Por eso no le sorprendió escuchar la voz de Eulogio Mendizábal en el inalámbrico que su señora le pasó con las manos jabonosas. El personaje, conocido por su enfermiza incontinencia verbal ante cualquier auditorio, preside la Sociedad de Fomento quebrada por cierta estafa que pergeñó uno de sus últimos titulares y no investigada por abulia cómplice. Necesita fondos. Don Francisco sonrió al oir el parloteo del charlatán.
-Tenemos que reactivar la biblioteca popular y para ello necesitamos de alguien como usted que, a pesar de no ser asociado, supo compartir en nuestro salón los gloriosos recitales de Viglietti, el Dúo Salteño, Los Trovadores.
El maestro mayor de obras lo cortó en seco. El tema era organizar una conferencia con bono contribución. Aceptó el encargo. Su esposa –profesora de Castellano en la escuela Media Nº3- lo miró como a un pibe incorregible. En pocos días logró cita con una ensayista de las que publica en cuanto medio alternativo aparece, modelo de conducta ética según el parecer de don Francisco. Llegado el momento terminó unos planos para evitar demoras y luego de ducharse tomó el Chevalier junto a su colaboradora de correrías, cierta modista conocida como La Tiza –por tan alta, delgada, blanca- ambos emocionados y contentos por conocer a tamaña personalidad.

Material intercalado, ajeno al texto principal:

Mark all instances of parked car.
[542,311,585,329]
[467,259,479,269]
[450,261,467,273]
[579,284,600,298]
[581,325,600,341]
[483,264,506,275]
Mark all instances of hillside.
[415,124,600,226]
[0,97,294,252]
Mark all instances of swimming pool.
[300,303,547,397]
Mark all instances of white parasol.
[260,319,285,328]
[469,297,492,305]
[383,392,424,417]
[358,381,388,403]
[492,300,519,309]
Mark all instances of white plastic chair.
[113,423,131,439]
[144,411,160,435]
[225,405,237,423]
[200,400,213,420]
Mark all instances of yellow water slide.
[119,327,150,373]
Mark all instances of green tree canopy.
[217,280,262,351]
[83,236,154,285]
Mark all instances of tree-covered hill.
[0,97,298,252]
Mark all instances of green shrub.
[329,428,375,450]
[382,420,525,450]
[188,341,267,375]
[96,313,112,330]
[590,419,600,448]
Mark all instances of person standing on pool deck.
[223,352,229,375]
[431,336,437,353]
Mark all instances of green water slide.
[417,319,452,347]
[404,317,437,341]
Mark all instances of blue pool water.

La escritora vivía en una vieja casa muy bien cuidada. Abrió ella misma. Alta y elegante, los anteojos colgados de una delicada cadena dorada, sonrió como en las solapas de sus textos pero más joven. Los hizo pasar. Cebó mate, convidó masas secas, fumó cigarrillos y durante cuarenta minutos disertó sobre la tarea social de las Sociedades de Fomento y la importancia de sus bibliotecas populares. Finalmente, con voz de Edit Piaf subrayó: yo, por sobre todo, soy una mujer de izquierda. Y le guiñó un ojo a La Tiza que si no llegó a sonrojarse estuvo cerca. La intelectual se levantó del sillón, tendió su derecha llena de anillos.
-Camaradas, cuenten conmigo. Allí estaré.
Abrió la puerta de roble. En ese momento avanzaba por el camino de cerámicas rojas otra mujer treintañera, aire de muchos talleres literarios. La presentó como su asistente personal, puso una mano sobre su hombro, los despidió con una frase corta, puñal de plata:
-Vayan tranquilos. Llamen a Erica para fijar mis honorarios y en cuanto se pongan de acuerdo hacemos la charla. Hasta la victoria siempre.